Machine Learning APIPackaging models
Machine Learning API~ 9 min read

Packaging models

Any machine-learning model built using one of the mainstream data-science frameworks, e.g. Scikit-Learn, TensorFlow or PyTorch, can be served using Flama. This, indeed, is what we have been explaining in the previous sections on Flama CLI commands run, serve, and start. For this to happen, we needed either of the following two options:

  • A model packaged as a binary file (.flm files)
  • A model embedded in a Flama App

The second option will be explained in detail in the following sections: add models, model resource, and model components. The first option (which is the one we are going to discuss in what follows) requires us to save the models following a certain procedure. For the sake of convenience and speeding up the process of integrating these models into an API, Flama comes with the functionality required to serialise and package them, automatically adding important metadata which make the resulting files operational.

FLM files

The binary files needed by the Flama CLI are typically named with the suffix .flm. We call them flama files for the sake of simplicity, but FLM stands for Flama Lightweight Model. This comes from the fact that, FLM files are a lightweight representation of ML models, which come with useful metadata needed for later purposes, e.g. building a wrapper Flama app containing the model.

FLM file structure

The structure of an FLM file is thought to be as simple as possible, and aims at keeping in a single file all the information needed to load and use the model. The structure of an FLM file is as follows:

├── model.flm│   └── model│       ├── model (python object)│       └── meta│           ├── id│           ├── timestamp│           ├── framework│           ├── model│           │   ├── obj│           │   ├── info│           │   ├── params│           │   └── metrics│           └── extra└── artifacts    ├── foo.json    └── bar.csv

Dump & load

Let's consider the following familiar situation, which is the day-to-day routine of many data scientists. After careful experimentation, cross-validation, testing, and so on, we have found the optimal ML model for our problem. Great job! Now, we want to take our model out of our Jupyter Notebook, and offer it as a service to make predictions on demand. The first thing we think about is pickling (i.e., using pickle.dump) the model, and pass the resulting file to the corresponding team/colleague to develop the wrapper API which will have to eventually unpickle (i.e., using pickle.load) the object, and expose the predict method. It seems like a very repetitive and boring task, doesn't it?

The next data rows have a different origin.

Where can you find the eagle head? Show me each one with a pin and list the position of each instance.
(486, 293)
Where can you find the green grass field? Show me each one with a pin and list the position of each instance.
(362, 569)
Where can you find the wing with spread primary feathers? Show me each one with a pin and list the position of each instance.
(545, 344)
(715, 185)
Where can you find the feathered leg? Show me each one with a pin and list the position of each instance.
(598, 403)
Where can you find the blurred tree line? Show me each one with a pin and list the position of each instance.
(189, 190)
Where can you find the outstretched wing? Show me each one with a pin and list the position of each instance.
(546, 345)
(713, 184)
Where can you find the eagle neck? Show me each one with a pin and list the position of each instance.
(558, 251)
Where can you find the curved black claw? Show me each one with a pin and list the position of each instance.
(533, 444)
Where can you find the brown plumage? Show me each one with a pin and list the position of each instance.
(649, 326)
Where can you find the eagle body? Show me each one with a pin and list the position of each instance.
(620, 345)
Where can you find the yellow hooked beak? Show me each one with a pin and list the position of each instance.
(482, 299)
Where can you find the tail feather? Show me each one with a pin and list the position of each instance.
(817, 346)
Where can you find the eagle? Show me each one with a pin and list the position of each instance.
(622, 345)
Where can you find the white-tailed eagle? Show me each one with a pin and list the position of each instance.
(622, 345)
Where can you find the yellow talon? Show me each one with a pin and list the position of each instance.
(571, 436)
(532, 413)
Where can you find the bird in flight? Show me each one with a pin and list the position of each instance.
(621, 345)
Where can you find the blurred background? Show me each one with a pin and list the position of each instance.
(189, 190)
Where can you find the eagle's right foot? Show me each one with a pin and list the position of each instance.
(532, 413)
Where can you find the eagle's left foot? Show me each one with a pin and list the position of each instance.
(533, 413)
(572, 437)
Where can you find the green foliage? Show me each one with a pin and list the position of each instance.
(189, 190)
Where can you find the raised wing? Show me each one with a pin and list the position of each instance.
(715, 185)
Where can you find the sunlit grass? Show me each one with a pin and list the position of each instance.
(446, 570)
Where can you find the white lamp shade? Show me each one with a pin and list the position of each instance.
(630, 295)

As we have seen already when we introduced serve and start,

Flama comes equipped with a very convenient CLI which does all the boring part for you seamlessly, just with a single line of code. For this, we only need our models to be packaged with the Flama counterparts of pickle's dump and load commands, namely: flama.dump and flama.load.

Dump method

Flama dump method uses optimal compression with the aim of making the packing process more efficient, and faster. The packing step can live completely out of any Flama application. Indeed, the natural place to package your models will be at the model-building stage, which will be very likely happening on your Jupyter notebook. An example of usage of this method:

import flama
flama.dump( model, path="path/to/file.flm", compression="zstd", model_id=uuid.uuid4(), timestamp=datetime.datetime(2023, 3, 10, 11, 30, 0), params={"optimizer": "adams"}, metrics={"recall": "0.95"}, extra={ "model_version": "1.0.0", "model_description": "This is a test model", "model_author": "John Doe", "model_license": "MIT", "tags": ["test", "example"], }, artifacts={"foo.json": "path/to/artifact.json"},)

The first parameter is the model object itself, and the keyword argument path specifies where the resulting file will be stored. The remaining parameters are optional, and are used to add metadata to the resulting file which might be quite useful for model management purposes:

  • model_id: a unique identifier for the model. If not provided, a random UUID will be generated.
  • compression: the compression format to be used. It can be one of the following: "bz2", "lzma", "zlib", or "zstd". The default value is "zstd" (Zstandard), which offers an excellent balance between compression ratio and speed.
  • timestamp: the timestamp of the model. If not provided, the current timestamp will be used.
  • params: a dictionary containing hyper-parameters used to train the model.
  • metrics: a dictionary containing metrics of the model, e.g. accuracy, recall, precision, etc.
  • extra: a dictionary containing any other metadata you might want to add to the model. This is a good place to add information about model version, description, author, license, tags, etc.
  • artifacts: a dictionary containing any artifacts associated with the model. The keys are the names of the artifacts, and the values are the paths to the files containing the artifacts. These files will be automatically packed and unpacked when the model is loaded.

Compression

When serialising ML models, the resulting binary data can be quite large, especially for deep learning models with millions of parameters. To address this, Flama applies compression to the model data during the packing process. The compression parameter of the dump method controls which algorithm is used, and this is one of the key features that makes FLM files lightweight.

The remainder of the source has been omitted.